Searles has been doing events around Chicago for his third novel, following Boy Still Missing and Strange but True. His new novel seems to lurk at the instersection of mystery, horror, and coming-of-age. A young girl is left orphaned by the murder of her demonologist parents. As the trial nears, it turns out that the person Sylvie thinks committed the crime may not be the killer.
The book has a number of recommendations from Jodi Picoult, Chris Bohjalian, and Sara Gruen, along with a starred Booklist review praising its "superlative storytelling." Marion Winik in Newsday offers that "Searles controls the plot with a sure hand and wraps up the situation on Butter Lane in a satisfying and believable way."
Patick Anderson in The Washington Post wrote I didn’t expect to enjoy this book as much as I did, given my disbelief in the supernatural. But Searles isn’t trying to convert anyone. Rather, he has crafted a strange, spooky world that is absolutely believable."
Jason had brought in the novel in display quantity, but we just haven't been able to yet sell a copy. After some bonding with booksellers (I think Searles chatted with about five of us), there were three of us who were intrigued enough to try reading it. My apologies for the blurry photo--I am having camera phone issues.
I can't say this always works, but it was interesting that just a few weeks before, St. Martin's sent Nickolas Butler on a bookstore tour for his forthcoming novel, Shotgun Lovesongs, which doesn't come out until March.

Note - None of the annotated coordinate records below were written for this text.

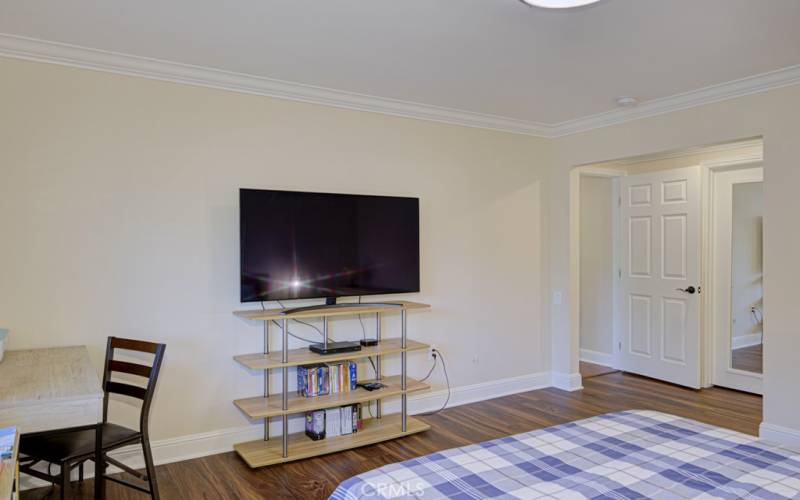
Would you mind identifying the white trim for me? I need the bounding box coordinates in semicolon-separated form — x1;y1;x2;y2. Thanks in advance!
0;33;552;137
731;333;762;349
578;166;628;179
0;33;800;138
22;372;551;489
758;422;800;446
613;137;764;166
553;65;800;137
551;372;583;392
580;349;615;368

It's the story of four friends in a small Wisconsin town, who've gone in different directions since high school. One went off to Chicago to try his hand at business and finance. Another toured the country in the rodeo. A third stayed behind to farm. And the fourth tried to make it as a musician in New York. For various reasons, they've all returned home, and while several are still friends, there's some bad blood mixed in. One of the hooks in the story is that Lee the musician is sort of inspired by Wisconsin's current rock hero, Justin Vernon of Bon Iver.
Our rep Anne started recommending the book early on, and got immediate reads from both Nick and myself. After Butler's visit, I noticed two more booksellers reading Shotgun Lovesongs. If they are related, we can definitively say the visit worked.You can find my staff rec on the title link to our website.
While Ingram doesn't seem to have a new feed on the jacket, this second cover is now showing up on a competitor's website, but it still looks like a work in progress. I think someone might have thought the old jacket was too literal--it couldn't have been our bricks-and-mortar competitor, because they'll generally take a picture over a type jacket.*
One of the oddest requirements I'll get from publishers is that they want a certain amount of books in stock before they will authorize a stock signing. In one amusing turn of events, the publisher demanded an additional order, and then the author didn't show up. No call, no apology, no follow up at all. What was the point of that?
For other authors, we'll jump through any hoop we can just to say hello. Patrick Ness was in town for a school visit for his most recent novel for young adults, More Than This. And by young adult, most of my booksellers would agree that his audience stretches to retirement age. We asked for a stock signing, and invited some young adult librarians (and one baby) as well. Let's just say there was a lot of geeking out going on.
Well, we're happy to say that the stock signing went well enough that we're on the tour for his forthcoming adult novel, The Crane Wife, coming this January. We've already got a great read from Jen, and Hannah and Jannis have both moved the book to the top of their pile.
*Addendum. I've been going back and forth with our rep Anne over why we think the jacket is not on Ingram's website. She noted that the town scene is still on the jacket on Edelweiss, our online catalog. We'll keep you posted.